John Vickers, Bank of England Chief Economist and a member of the Monetary Policy Committee, today presented a paper on 'Monetary Policy and Asset Prices' at a conference at Oxford University.

He asked how should - and how do - asset prices affect monetary policy? In particular:

  • Should asset prices be in the measure of inflation targeted by monetary policy?
  • What can asset prices tell us directly about monetary policy?
  • What do asset prices add to other indicators that inform monetary policy?

The assets in question include both financial assets such as bonds and shares, and residential property.

Mr Vickers said: "Asset prices matter for monetary policy simply because they help inform judgments about inflation prospects."

Arguing that asset prices should not be a target of monetary policy, Mr Vickers went on to examine the use of asset price information in monetary policy. He said:

'Monetary policy requires continuous assessment of evolving balance of risks to prospective inflation. House price developments are a part of this - if only a relatively small part of a larger picture - because, like other asset price developments, they add to the other information available to guide judgments about inflation prospects.
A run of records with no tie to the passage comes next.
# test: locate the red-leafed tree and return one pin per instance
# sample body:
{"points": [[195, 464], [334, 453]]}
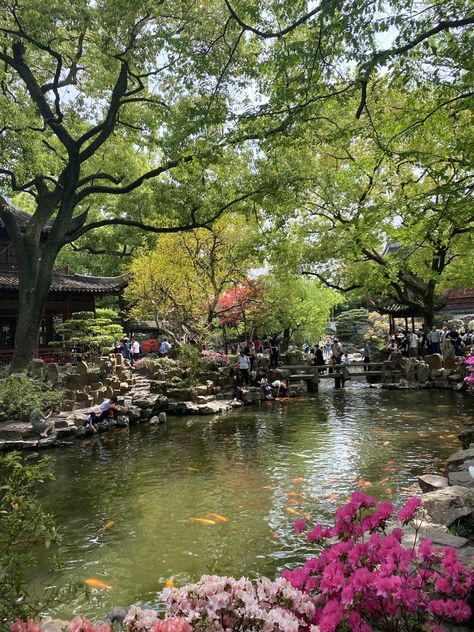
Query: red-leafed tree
{"points": [[243, 305]]}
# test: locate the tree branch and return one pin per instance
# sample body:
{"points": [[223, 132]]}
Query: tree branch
{"points": [[131, 186], [273, 34]]}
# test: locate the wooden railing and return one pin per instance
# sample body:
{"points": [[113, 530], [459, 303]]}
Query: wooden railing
{"points": [[314, 373]]}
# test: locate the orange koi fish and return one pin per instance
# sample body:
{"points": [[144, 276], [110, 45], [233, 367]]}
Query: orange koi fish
{"points": [[108, 525], [218, 517], [203, 520], [96, 583]]}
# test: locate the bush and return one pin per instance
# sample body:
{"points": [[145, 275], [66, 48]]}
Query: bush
{"points": [[365, 579], [25, 530], [90, 334], [19, 395], [351, 324], [378, 332], [150, 345]]}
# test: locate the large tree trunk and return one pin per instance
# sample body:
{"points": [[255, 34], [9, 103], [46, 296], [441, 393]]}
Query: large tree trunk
{"points": [[35, 277]]}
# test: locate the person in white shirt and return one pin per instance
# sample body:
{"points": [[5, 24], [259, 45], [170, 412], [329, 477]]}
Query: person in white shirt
{"points": [[135, 349], [165, 347], [244, 367], [413, 345], [434, 339]]}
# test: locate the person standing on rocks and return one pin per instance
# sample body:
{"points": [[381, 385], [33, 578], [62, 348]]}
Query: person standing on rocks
{"points": [[164, 348], [40, 423], [244, 367], [107, 409], [135, 350], [126, 351]]}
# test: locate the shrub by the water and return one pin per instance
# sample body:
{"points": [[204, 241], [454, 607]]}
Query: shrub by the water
{"points": [[26, 530], [20, 394], [361, 580]]}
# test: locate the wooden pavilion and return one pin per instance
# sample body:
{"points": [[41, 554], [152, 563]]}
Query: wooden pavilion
{"points": [[69, 293]]}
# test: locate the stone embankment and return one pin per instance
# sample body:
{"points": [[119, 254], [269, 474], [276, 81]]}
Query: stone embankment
{"points": [[433, 371], [141, 397], [449, 502]]}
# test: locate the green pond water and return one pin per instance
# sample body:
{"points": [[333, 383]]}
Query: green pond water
{"points": [[151, 481]]}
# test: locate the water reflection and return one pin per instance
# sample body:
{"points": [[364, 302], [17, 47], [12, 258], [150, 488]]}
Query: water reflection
{"points": [[261, 468]]}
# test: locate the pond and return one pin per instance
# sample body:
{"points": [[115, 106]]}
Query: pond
{"points": [[126, 500]]}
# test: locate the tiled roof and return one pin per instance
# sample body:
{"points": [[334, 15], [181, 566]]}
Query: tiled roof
{"points": [[71, 283]]}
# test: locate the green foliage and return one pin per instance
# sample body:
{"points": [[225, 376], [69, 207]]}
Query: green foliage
{"points": [[26, 530], [90, 333], [350, 324], [378, 331], [20, 394]]}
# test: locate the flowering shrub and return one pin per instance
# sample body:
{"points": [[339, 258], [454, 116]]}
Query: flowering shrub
{"points": [[215, 357], [470, 378], [364, 579], [223, 603], [78, 624], [150, 345]]}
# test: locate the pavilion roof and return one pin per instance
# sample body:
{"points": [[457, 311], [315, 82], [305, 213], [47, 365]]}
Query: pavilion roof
{"points": [[70, 283]]}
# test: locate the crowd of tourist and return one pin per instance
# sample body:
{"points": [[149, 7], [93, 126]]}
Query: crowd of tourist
{"points": [[425, 342]]}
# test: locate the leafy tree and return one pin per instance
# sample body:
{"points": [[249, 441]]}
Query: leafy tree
{"points": [[25, 529], [111, 114], [179, 282], [243, 306], [380, 215], [298, 307], [350, 324], [90, 333]]}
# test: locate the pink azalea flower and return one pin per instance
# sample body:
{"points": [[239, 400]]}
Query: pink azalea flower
{"points": [[25, 626], [299, 525]]}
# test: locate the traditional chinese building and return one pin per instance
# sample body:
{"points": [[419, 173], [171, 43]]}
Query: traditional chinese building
{"points": [[69, 293]]}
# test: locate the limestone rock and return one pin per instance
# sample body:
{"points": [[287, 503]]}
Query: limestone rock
{"points": [[459, 458], [466, 437], [116, 615], [432, 482], [211, 408], [183, 408], [182, 394], [445, 506], [434, 361], [133, 413], [54, 375], [36, 369], [204, 399], [422, 372]]}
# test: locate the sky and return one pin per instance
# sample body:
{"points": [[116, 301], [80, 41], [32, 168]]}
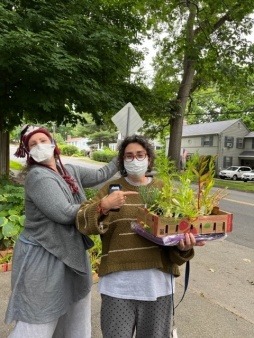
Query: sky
{"points": [[148, 46]]}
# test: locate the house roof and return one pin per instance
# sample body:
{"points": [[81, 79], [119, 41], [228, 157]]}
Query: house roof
{"points": [[76, 139], [251, 134], [246, 154], [207, 128]]}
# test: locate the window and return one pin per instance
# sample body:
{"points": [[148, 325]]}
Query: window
{"points": [[239, 143], [207, 141], [227, 161], [229, 142]]}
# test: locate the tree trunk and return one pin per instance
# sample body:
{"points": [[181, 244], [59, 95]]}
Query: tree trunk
{"points": [[4, 153], [176, 119]]}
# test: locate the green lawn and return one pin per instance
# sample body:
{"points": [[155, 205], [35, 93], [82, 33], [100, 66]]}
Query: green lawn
{"points": [[233, 185]]}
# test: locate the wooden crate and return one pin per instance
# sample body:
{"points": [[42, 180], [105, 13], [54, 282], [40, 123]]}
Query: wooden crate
{"points": [[162, 226]]}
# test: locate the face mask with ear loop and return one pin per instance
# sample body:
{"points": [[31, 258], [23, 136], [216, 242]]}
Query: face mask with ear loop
{"points": [[136, 168], [42, 152]]}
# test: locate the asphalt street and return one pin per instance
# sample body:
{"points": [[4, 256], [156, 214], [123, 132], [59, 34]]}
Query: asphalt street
{"points": [[219, 302]]}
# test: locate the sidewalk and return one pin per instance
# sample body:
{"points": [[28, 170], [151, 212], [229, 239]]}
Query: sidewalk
{"points": [[219, 302]]}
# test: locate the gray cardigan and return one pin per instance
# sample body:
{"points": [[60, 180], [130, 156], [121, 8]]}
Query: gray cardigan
{"points": [[51, 209]]}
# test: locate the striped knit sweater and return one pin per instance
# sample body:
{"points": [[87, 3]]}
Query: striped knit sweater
{"points": [[122, 249]]}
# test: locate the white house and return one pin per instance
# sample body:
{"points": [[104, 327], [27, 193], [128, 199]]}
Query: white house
{"points": [[79, 142]]}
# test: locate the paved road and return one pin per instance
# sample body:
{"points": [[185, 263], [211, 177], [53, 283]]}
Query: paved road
{"points": [[219, 302]]}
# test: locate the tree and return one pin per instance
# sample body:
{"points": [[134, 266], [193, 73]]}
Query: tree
{"points": [[61, 58], [203, 43]]}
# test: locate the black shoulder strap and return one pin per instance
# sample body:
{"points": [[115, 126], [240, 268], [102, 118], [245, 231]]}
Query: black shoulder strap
{"points": [[186, 282]]}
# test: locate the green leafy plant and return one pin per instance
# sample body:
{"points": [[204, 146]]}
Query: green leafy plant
{"points": [[186, 194], [11, 213]]}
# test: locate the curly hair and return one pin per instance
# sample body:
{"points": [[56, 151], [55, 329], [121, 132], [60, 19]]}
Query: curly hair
{"points": [[144, 143]]}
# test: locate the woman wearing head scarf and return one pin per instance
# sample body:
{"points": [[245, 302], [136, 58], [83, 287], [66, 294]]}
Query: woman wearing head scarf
{"points": [[136, 275], [51, 276]]}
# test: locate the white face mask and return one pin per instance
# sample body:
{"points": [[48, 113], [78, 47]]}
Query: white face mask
{"points": [[42, 152], [136, 168]]}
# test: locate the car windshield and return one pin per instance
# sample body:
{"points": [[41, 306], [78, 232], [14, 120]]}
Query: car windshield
{"points": [[232, 168]]}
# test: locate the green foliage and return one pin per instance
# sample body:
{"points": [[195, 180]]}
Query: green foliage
{"points": [[95, 253], [105, 155], [59, 59], [69, 150], [90, 193], [185, 194], [11, 213], [14, 165]]}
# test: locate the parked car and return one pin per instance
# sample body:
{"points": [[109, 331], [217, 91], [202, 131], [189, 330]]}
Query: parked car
{"points": [[249, 176], [234, 172]]}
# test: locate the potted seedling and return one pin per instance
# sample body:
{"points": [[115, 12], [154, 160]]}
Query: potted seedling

So house prices are not an independent concern on monetary policy. Like every other economic indicator, they matter to the extent - and only to the extent - that they say something about overall inflation prospects.'

'In a number of countries, including the UK, recent times have seen sharply rising asset prices while the inflation of consumption goods and services prices has been subdued. Does asset price inflation mean that monetary policy should be tight even if current inflation is low? And if asset prices were to fall sharply, should monetary policy be loose even if current inflation was higher?'

'Answers to questions of this kind flow from the straightforward proposition that monetary policy should be set so that prospective inflation of consumption prices is on target.'

Notes for Editors

  1. The full paper is available from Public Enquiries Group, Bank of England (+44 171 601 4012) and is on the Bank's website at www.bankofengland.co.uk/speeches/speech54.pdf
  2. John Vickers was speaking at the Money, Macro and Finance Group 31st Annual Conference at Oxford University.